A double-chamber microbial electrolysis cell improved the anaerobic digestion efficiency and elucidated the underlying bio-electrochemical mechanism

Abstract

Bioelectrochemical regulation has been proven to enhance the traditional anaerobic digestion (AD) of biowastes. However, most of the research has been conducted using a single-chamber reactor that could not explain the underlying mechanism and/or role of electrodes in CH4 production. Herein, a double-chamber microbial electrolysis cell integrated anaerobic digestion system (MEC-AD) was fed with corn stover (CS) and was exposed to 0.0 V to 1.5 V to elucidate the possible effects of cathode and anode on the AD performance.

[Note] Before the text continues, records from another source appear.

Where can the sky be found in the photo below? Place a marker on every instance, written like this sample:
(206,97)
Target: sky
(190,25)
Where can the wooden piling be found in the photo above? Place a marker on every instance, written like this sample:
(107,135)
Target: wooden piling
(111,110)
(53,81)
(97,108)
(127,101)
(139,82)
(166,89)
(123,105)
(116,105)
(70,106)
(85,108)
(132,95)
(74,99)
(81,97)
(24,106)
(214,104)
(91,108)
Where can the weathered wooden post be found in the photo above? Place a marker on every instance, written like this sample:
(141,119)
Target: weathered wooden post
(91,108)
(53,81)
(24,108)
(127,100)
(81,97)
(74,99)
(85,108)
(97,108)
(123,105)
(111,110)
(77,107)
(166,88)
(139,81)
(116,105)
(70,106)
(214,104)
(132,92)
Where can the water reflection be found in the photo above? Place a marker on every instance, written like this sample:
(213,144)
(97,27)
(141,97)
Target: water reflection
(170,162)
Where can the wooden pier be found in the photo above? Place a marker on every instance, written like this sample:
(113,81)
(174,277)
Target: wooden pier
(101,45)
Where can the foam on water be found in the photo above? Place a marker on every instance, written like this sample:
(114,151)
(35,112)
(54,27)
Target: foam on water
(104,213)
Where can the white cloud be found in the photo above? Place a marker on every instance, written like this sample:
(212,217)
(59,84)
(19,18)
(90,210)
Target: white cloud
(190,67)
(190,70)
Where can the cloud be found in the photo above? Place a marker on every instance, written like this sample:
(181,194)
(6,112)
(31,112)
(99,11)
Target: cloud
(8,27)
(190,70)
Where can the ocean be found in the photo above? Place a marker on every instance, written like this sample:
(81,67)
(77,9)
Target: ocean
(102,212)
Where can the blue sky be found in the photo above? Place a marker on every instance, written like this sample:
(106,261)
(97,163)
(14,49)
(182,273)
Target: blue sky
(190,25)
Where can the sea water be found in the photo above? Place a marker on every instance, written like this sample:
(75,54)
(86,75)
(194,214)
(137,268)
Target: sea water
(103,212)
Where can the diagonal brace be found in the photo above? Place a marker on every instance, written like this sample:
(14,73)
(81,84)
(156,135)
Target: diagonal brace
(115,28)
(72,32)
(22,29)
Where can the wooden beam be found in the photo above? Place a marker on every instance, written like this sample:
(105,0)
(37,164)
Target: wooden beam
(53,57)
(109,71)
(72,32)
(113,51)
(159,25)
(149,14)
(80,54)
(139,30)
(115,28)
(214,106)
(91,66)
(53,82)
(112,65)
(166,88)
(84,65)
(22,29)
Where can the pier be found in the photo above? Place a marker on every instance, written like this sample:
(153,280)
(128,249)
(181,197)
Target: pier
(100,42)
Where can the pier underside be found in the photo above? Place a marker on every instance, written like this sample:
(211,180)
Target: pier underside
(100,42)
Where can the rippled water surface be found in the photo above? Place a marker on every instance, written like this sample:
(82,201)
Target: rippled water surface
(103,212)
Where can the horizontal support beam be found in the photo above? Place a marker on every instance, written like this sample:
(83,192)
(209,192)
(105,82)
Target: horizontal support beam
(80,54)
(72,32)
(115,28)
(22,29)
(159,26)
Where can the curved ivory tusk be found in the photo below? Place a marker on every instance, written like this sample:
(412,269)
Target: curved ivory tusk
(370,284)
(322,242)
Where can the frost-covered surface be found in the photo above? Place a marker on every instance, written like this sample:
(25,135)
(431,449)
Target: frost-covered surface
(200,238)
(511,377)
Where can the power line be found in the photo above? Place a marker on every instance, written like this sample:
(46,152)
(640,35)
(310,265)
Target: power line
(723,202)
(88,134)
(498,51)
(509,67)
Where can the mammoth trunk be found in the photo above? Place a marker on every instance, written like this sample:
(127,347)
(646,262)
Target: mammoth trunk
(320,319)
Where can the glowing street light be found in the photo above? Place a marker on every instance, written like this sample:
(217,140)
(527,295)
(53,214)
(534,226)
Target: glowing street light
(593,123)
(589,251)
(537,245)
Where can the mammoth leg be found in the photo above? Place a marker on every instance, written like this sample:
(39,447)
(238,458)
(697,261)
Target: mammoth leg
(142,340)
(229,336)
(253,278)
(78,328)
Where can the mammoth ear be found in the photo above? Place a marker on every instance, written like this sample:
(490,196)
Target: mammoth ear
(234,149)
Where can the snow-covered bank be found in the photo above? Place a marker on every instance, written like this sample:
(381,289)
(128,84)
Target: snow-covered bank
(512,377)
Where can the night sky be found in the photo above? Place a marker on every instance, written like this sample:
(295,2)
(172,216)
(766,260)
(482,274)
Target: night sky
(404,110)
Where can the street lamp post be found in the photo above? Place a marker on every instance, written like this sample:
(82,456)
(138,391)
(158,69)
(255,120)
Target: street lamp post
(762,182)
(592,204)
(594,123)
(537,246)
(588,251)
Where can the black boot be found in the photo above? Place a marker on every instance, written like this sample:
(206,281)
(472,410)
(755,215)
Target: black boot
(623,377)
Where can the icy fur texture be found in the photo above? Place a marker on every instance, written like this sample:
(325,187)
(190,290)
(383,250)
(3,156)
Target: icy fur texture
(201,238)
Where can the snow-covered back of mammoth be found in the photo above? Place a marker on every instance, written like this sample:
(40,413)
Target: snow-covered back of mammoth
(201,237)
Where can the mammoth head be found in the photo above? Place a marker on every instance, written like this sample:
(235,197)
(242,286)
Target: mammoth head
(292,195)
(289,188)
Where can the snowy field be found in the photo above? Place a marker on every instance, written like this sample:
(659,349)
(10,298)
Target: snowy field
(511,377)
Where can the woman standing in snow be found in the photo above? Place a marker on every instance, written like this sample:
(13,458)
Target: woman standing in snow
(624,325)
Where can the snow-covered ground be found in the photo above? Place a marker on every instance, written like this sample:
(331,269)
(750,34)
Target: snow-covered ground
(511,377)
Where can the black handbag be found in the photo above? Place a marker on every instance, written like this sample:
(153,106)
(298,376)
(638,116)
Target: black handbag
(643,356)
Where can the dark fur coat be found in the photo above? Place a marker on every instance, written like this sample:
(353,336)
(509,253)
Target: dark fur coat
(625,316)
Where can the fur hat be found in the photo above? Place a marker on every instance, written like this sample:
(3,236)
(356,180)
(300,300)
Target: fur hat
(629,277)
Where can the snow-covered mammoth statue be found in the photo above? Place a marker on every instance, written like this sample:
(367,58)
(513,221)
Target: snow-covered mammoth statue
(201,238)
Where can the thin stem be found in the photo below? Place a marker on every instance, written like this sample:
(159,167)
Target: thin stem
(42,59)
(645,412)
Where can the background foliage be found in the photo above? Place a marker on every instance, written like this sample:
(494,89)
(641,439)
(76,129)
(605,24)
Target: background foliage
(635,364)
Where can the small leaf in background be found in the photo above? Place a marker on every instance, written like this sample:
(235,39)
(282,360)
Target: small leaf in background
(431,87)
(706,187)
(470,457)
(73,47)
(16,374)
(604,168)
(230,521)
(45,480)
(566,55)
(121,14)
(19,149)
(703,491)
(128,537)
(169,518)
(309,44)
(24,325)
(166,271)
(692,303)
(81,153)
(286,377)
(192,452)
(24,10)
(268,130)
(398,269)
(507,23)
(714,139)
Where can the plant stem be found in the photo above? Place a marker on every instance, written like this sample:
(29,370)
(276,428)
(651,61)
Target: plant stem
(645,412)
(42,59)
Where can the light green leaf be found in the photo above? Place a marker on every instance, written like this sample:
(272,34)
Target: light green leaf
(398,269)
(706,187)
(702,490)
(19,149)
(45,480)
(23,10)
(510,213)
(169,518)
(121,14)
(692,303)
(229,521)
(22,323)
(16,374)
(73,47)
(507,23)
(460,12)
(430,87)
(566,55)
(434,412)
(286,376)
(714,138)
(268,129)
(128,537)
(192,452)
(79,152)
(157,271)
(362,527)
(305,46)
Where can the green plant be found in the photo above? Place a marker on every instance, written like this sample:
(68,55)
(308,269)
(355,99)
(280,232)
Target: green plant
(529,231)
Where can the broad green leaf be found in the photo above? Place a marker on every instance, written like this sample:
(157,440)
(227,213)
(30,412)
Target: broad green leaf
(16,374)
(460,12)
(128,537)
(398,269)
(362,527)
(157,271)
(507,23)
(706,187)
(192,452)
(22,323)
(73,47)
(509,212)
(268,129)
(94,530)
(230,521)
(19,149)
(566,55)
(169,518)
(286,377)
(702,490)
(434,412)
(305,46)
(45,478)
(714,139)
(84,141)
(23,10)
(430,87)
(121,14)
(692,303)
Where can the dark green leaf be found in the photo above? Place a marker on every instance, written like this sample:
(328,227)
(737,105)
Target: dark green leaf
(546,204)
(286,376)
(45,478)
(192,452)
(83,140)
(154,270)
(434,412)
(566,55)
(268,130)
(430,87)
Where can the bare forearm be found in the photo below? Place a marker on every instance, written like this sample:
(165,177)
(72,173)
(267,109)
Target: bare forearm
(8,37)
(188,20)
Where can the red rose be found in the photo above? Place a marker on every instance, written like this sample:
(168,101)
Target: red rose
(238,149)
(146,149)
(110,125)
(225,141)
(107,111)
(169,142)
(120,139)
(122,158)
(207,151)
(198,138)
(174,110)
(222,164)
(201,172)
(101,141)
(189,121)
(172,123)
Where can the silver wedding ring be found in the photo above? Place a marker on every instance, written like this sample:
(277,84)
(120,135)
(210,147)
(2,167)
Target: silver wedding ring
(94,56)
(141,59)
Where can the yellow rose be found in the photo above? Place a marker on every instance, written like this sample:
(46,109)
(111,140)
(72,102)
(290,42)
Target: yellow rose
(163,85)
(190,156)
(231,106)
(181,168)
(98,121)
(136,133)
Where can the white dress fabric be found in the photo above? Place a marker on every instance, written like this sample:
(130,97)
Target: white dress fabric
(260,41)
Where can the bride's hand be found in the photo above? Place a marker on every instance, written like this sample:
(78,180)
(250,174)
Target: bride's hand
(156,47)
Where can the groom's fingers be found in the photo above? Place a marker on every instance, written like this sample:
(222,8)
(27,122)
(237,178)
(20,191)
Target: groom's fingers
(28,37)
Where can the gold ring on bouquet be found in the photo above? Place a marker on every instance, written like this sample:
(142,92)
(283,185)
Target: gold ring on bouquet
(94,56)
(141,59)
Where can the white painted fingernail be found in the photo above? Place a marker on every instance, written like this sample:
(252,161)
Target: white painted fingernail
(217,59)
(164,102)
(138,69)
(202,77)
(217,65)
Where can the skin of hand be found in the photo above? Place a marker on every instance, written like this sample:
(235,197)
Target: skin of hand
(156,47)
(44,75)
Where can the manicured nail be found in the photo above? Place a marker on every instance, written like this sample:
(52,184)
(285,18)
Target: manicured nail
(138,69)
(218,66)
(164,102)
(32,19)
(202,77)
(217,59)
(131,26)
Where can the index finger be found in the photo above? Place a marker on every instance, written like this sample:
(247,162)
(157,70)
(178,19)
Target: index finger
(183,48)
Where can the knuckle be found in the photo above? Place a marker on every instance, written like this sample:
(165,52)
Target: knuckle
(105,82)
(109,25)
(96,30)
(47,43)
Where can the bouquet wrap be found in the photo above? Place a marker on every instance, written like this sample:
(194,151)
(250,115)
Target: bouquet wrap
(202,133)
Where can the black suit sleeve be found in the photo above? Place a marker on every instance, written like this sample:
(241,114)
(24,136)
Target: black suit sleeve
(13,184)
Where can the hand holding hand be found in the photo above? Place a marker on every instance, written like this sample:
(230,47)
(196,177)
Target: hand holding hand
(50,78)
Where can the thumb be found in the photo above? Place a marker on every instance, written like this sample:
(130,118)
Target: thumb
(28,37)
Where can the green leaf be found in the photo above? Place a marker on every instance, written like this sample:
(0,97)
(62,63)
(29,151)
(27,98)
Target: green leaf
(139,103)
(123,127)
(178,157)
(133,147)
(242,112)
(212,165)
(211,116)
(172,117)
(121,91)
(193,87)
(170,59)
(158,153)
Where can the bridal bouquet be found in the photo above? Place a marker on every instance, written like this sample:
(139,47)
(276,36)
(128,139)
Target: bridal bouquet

It was shown that CH4 yield was enhanced by 80.41% at 0.6 V, however, there was a sharp decline in methanogens at 0.9 V, which finally resulted in acidification. Interestingly, electroactive bacteria of Enterococcus were enriched on the electrode at 0.6 V which accelerated the degradation of CS, and thus, enhanced the subsequent mixotrophic methanogenesis dominated by Methanosarcina in the bulk solution of the anode chamber. While, Enterococcus and Methanobacterium were shown to be the dominating microbes in the cathode chamber, which were found syntrophically associated to enhance hydrogenotrophic methanogenesis via the direct interspecies electron transfer process. The synergistic stabilization of both anode and cathode chambers resulted in the final performance improvement in the MEC-AD system. This MEC-AD system provided a deeper understanding for methane enhancement, which will facilitate the scale-up application of the double-chamber systems.